I am doing a task of text classification(7000 texts evenly distributed by 10 labels). And by exploring SVM and and Logistic Regression
clf1 = svm.LinearSVC()
clf1.fit(X, y)
clf1.predict(X_test)
score1 = clf1.score(X_test,y_true)
clf2 = linear_model.LogisticRegression()
clf2.fit(X, y)
clf2.predict(X_test)
score2 = clf2.score(X_test,y_true)
I got two accuracies, score1
and score2
I guess whether I could improve my accuracy by developing an ensemble system combining the outputs of the two classifiers above.
I have learnt knowledge on ensemble
by myself and I know there are bagging,boosting,and stacking
.
However, I do not know how to use the scores predicted from my SVM and Logistic Regression in ensemble
. Could anyone give me some ideas or show me some example code?

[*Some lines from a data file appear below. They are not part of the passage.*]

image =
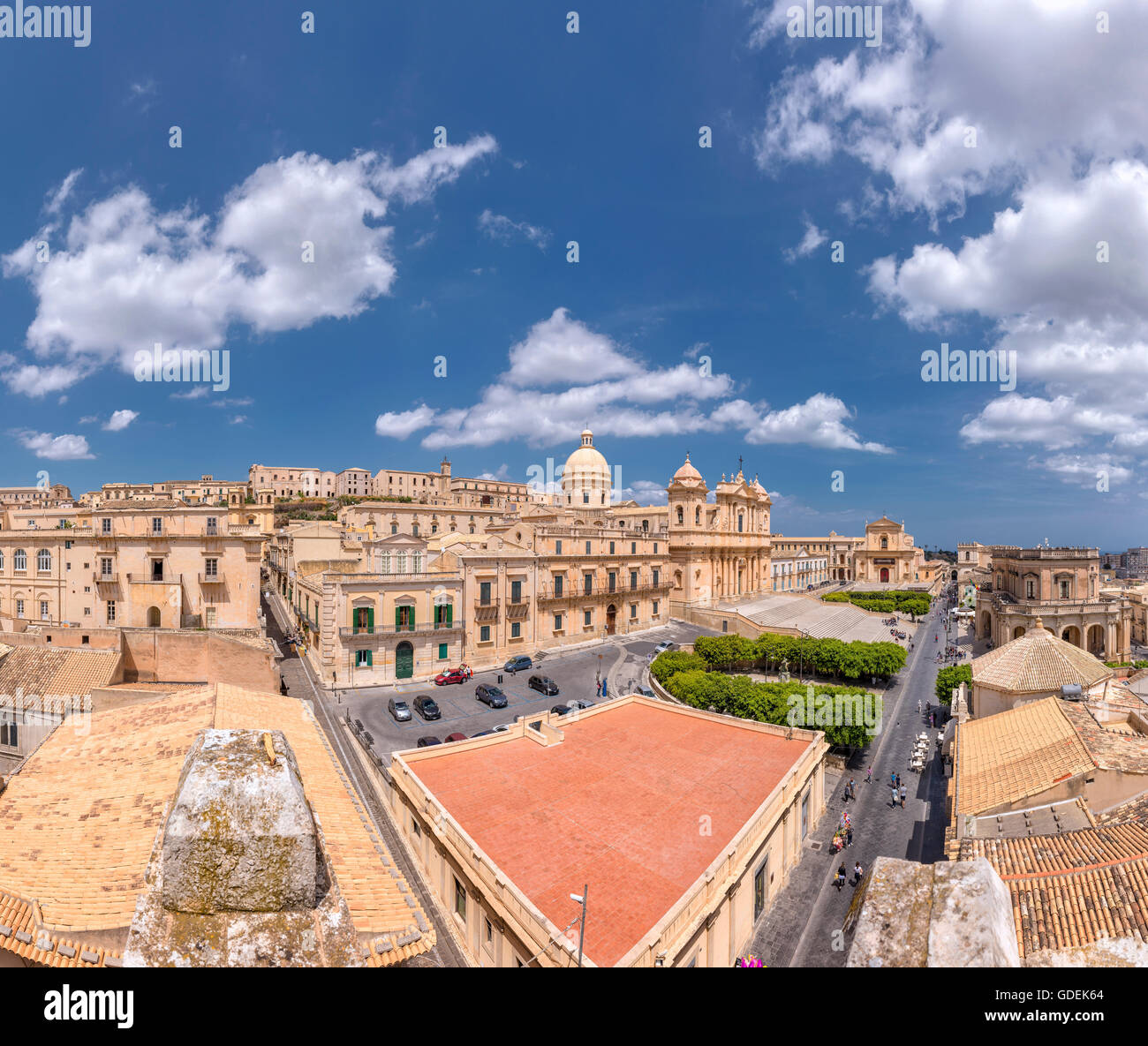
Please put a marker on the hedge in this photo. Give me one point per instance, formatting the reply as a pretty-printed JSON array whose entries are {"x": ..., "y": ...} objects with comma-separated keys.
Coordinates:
[
  {"x": 765, "y": 702},
  {"x": 831, "y": 658}
]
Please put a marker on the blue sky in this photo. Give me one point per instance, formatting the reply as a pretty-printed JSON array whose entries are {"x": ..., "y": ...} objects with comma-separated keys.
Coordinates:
[{"x": 685, "y": 253}]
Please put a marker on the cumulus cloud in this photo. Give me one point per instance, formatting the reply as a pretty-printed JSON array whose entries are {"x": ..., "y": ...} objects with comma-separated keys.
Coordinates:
[
  {"x": 501, "y": 227},
  {"x": 119, "y": 420},
  {"x": 65, "y": 448},
  {"x": 126, "y": 273},
  {"x": 811, "y": 241},
  {"x": 563, "y": 376},
  {"x": 949, "y": 67}
]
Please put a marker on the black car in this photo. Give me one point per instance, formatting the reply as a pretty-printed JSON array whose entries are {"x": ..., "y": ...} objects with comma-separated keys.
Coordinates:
[
  {"x": 543, "y": 685},
  {"x": 400, "y": 710},
  {"x": 426, "y": 707},
  {"x": 489, "y": 694}
]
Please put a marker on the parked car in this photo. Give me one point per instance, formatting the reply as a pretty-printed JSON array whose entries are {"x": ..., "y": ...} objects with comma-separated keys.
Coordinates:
[
  {"x": 426, "y": 707},
  {"x": 489, "y": 694},
  {"x": 400, "y": 710}
]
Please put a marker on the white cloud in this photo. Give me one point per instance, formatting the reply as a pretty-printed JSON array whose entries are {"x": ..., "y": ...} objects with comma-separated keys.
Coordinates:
[
  {"x": 501, "y": 227},
  {"x": 565, "y": 376},
  {"x": 946, "y": 65},
  {"x": 119, "y": 420},
  {"x": 129, "y": 275},
  {"x": 56, "y": 448},
  {"x": 398, "y": 425},
  {"x": 811, "y": 241}
]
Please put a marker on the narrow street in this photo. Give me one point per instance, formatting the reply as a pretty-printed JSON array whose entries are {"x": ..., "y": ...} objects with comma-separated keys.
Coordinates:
[{"x": 803, "y": 926}]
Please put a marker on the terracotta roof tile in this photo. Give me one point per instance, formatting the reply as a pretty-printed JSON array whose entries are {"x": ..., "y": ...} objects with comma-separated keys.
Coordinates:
[{"x": 1005, "y": 758}]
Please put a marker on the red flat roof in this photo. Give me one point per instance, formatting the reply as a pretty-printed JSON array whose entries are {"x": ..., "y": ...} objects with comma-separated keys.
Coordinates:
[{"x": 618, "y": 804}]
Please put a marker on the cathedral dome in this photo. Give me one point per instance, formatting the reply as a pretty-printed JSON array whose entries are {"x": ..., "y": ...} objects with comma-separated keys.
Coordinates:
[
  {"x": 687, "y": 472},
  {"x": 585, "y": 475}
]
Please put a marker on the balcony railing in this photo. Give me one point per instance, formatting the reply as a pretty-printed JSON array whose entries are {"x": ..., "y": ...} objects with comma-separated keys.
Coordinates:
[
  {"x": 486, "y": 612},
  {"x": 580, "y": 592},
  {"x": 375, "y": 631}
]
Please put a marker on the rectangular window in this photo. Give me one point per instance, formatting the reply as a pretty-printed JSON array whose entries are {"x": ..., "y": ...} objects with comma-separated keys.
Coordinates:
[{"x": 759, "y": 892}]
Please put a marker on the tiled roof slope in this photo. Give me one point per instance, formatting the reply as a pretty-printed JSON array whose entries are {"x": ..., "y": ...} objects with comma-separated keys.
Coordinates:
[
  {"x": 79, "y": 823},
  {"x": 57, "y": 670},
  {"x": 1008, "y": 757},
  {"x": 1037, "y": 662},
  {"x": 1075, "y": 889}
]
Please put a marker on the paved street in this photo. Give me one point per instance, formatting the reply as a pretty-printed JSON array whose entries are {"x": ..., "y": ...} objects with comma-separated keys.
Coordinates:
[
  {"x": 620, "y": 659},
  {"x": 802, "y": 926}
]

You can just multiply the probabilities, or use another combination rule.
In order to do that in a more generic way (try several rules) you can use brew.
Also, keep in mind that the classifiers should be diverse enough to give a good combination result.
If you had fewer features, I'd say you should check out some Dynamic Classifier/Ensemble Selection (also provided in brew) but since you probably have many features, euclidean distance probably do not make sense to get the region of competence of each classifier. Best thing is to check out by hand which kind of labels each classifiers tends to get right based on the confusion matrix.